Hong Kong's economy expanded by 2.7% in the first quarter after contracting in the previous two quarters, which is widely characterised as recession. The rebound outperformed the market consensus of a 0.5% increase, supported by expenditure from government cash handouts.
According to Midland Realty, property sales in Hong Kong's primary and secondary markets totaled HK$204.9 billion (US$26.1 billion) in the first four months, a 23% increase from the same period last year. In 2022, they fell 40% to HK$554.6 billion. According to official figures, home prices increased to a six-month high in March.
Nonetheless, the benchmark Hang Seng Index has fallen 13% since peaking this year on January 27, wiping out US$391 billion in market value from its 76 blue-chip constituents, according to Bloomberg data. During the same time period, the Property sub-index fell 15%.
Separately, the HKMA intervened once more in the global currency market to keep the Hong Kong dollar within its trading range of HK$7.75 to HK$7.85. On Wednesday, it purchased HK$4.67 billion and sold the equivalent US$595 million in New York. On May 5, its total balance will fall to HK$44.53 billion.

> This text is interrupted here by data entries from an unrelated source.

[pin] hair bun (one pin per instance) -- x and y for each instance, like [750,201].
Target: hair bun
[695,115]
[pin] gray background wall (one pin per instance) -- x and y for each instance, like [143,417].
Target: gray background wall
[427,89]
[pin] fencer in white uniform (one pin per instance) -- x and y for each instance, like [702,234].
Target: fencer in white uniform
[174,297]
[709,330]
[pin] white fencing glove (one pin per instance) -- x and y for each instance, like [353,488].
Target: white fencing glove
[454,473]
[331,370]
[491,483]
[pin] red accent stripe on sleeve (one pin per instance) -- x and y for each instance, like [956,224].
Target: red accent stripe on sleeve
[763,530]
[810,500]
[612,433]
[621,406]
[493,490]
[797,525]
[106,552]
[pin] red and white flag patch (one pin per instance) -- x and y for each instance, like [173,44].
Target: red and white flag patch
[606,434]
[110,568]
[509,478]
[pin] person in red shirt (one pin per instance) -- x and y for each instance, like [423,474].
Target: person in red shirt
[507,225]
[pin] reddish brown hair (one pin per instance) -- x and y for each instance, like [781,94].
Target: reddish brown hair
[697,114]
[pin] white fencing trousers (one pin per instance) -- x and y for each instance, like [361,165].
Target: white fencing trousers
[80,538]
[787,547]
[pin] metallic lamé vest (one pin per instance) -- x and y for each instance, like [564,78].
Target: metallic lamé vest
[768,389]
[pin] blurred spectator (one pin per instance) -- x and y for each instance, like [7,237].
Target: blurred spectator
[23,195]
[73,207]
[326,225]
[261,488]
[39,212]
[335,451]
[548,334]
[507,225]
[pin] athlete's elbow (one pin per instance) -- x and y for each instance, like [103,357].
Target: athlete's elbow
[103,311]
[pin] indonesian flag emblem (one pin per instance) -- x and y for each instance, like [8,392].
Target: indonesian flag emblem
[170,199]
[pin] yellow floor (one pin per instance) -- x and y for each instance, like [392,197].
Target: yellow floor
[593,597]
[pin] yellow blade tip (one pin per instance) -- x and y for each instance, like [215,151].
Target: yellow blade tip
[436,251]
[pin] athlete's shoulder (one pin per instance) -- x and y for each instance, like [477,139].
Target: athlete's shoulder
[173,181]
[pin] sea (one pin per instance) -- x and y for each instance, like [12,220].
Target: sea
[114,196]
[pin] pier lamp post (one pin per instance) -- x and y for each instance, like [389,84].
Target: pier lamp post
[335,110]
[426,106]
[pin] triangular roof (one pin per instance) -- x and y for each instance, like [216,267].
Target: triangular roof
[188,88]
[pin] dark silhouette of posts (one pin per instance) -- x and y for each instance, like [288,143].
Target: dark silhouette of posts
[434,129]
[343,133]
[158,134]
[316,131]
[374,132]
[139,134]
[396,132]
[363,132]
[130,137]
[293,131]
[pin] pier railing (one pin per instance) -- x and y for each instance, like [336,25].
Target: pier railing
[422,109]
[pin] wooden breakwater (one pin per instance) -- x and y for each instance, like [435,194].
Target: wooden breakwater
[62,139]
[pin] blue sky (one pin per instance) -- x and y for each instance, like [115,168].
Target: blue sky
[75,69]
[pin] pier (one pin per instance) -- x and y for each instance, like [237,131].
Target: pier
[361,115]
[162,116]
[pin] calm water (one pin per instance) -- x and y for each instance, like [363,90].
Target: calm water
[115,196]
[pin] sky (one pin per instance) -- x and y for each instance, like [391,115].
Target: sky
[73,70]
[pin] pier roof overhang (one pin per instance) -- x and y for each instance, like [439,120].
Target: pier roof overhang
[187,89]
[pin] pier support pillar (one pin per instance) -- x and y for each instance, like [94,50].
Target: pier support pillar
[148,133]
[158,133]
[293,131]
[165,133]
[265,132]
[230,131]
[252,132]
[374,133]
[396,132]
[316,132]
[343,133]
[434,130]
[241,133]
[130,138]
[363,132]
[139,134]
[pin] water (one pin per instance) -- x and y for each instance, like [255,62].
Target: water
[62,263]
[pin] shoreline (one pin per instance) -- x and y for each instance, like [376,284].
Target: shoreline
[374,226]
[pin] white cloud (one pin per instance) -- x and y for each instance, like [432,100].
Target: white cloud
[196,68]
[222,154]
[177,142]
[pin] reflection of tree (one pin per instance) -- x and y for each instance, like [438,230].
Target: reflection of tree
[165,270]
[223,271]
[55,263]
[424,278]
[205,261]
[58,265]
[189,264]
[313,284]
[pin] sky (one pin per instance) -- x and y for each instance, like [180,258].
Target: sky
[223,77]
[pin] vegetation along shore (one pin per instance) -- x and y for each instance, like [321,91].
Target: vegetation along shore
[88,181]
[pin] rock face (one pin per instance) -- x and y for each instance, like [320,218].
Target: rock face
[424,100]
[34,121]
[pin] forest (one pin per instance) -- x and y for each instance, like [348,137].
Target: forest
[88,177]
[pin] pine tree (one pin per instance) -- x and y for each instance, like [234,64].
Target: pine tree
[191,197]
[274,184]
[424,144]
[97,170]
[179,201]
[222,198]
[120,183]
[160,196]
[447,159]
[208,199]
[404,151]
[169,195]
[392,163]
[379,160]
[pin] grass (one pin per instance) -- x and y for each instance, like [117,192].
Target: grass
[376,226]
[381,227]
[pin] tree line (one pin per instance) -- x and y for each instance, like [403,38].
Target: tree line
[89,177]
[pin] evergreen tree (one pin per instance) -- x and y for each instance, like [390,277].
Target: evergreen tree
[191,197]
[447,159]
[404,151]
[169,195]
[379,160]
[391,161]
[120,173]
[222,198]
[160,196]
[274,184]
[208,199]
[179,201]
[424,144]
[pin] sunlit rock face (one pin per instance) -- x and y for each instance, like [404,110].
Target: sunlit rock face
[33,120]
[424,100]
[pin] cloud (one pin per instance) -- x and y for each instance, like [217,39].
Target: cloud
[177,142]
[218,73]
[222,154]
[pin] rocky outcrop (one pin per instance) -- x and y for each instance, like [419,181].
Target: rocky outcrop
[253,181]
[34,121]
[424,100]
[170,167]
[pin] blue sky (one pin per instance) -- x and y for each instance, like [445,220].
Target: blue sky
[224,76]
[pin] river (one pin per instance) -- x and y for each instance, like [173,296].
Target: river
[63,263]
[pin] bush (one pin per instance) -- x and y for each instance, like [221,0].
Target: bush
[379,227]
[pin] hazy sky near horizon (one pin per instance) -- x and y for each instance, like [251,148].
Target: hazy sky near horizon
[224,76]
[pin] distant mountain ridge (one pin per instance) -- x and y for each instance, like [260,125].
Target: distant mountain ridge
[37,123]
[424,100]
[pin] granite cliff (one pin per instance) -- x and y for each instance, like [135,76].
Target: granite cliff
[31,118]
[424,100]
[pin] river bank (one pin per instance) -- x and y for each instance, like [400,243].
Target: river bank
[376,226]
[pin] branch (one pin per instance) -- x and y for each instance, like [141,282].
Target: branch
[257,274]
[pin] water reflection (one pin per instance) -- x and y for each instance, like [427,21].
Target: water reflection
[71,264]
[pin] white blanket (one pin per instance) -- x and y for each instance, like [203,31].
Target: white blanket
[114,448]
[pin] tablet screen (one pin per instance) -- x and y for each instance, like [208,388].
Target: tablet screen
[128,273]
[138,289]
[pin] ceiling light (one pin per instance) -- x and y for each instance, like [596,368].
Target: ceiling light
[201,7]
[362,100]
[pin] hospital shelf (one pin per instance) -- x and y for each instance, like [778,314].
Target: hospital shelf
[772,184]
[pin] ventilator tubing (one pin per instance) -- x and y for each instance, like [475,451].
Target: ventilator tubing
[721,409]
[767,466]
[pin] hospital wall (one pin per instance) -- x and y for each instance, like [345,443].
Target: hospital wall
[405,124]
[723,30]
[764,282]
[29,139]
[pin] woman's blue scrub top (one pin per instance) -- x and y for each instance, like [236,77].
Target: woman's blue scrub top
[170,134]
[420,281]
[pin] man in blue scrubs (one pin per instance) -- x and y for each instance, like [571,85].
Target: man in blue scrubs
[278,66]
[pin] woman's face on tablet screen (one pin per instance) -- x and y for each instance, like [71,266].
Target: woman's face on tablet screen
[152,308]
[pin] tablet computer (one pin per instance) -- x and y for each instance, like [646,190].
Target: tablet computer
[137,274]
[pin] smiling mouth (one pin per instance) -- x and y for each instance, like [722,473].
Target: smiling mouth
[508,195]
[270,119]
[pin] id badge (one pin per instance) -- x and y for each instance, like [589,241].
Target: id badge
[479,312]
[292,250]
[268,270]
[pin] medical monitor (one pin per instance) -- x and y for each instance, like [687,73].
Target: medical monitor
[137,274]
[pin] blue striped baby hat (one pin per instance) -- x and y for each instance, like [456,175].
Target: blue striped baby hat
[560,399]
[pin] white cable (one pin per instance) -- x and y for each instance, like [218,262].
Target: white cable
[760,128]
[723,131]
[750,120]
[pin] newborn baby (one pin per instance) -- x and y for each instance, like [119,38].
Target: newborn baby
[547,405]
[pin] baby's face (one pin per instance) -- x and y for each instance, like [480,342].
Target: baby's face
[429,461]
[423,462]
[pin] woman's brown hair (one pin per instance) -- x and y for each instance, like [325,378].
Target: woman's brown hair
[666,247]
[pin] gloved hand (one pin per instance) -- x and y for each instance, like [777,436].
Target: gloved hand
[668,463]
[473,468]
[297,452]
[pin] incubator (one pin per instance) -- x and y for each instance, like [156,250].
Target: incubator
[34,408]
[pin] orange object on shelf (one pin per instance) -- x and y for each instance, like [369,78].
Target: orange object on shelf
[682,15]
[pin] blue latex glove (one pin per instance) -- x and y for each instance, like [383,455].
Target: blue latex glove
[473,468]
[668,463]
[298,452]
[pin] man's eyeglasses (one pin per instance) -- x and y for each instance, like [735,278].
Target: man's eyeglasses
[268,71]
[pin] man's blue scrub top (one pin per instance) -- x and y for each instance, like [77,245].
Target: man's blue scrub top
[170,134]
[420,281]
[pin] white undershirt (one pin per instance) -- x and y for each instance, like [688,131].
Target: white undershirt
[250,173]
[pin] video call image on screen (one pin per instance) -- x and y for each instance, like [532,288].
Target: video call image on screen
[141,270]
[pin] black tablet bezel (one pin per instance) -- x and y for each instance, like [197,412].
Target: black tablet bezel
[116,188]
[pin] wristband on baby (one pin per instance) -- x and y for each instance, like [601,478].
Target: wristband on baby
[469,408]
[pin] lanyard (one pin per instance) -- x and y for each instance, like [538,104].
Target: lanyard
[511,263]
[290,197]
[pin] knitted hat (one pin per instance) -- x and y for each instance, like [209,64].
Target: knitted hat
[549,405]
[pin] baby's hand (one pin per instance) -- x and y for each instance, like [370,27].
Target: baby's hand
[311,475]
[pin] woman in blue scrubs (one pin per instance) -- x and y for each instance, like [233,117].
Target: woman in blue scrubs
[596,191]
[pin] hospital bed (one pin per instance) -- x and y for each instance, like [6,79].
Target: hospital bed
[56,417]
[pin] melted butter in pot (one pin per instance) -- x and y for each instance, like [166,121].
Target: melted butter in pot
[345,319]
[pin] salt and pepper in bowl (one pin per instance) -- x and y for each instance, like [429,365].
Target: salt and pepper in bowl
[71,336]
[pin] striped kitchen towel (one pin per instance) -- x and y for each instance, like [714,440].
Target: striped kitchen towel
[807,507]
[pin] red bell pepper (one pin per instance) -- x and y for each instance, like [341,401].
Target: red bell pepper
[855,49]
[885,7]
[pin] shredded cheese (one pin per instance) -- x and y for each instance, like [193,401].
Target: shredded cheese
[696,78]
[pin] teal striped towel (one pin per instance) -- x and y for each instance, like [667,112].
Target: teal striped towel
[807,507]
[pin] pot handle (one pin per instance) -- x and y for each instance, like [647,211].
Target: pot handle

The majority of the 12 Hong Kong-based analysts polled by the Post last week predicted the rate hike would be the last for the year, citing increased recession risks, a view held by Goldman Sachs and Bank of America economists. The survey found that local analysts were divided on whether local commercial banks will boost borrowing costs.
HSBC, Standard Chartered, and its local counterparts have maintained their prime rates steady this year until today. They hiked their prime rates by a total of 62.5 basis points last year, while policy rates increased by 500 basis points.
“Commercial banks in Hong Kong are likely to increase their prime rates this time,” Samuel Tse, an economist and strategist at DBS Bank in Hong Kong, said before the Thursday rate decision. “The interbank rates have started to pick up after the HKMA’s aggregate balance shrank.”
Higher interest rates will stifle credit growth and hamper the pace of economic recovery, he said, while burdening homeowners who must service HK$1.8 trillion in outstanding mortgages. In March, around 87% of new housing loans were tied to interbank rates, with the remaining 9% tied to prime rates.
According to the Hong Kong Association of Banks, the one-month Hibor or Hong Kong interbank offered rates - a measure of the interest banks charge each other - were at 3.41 percent on Tuesday, up from roughly 3% a month ago and 2.65 percent in February.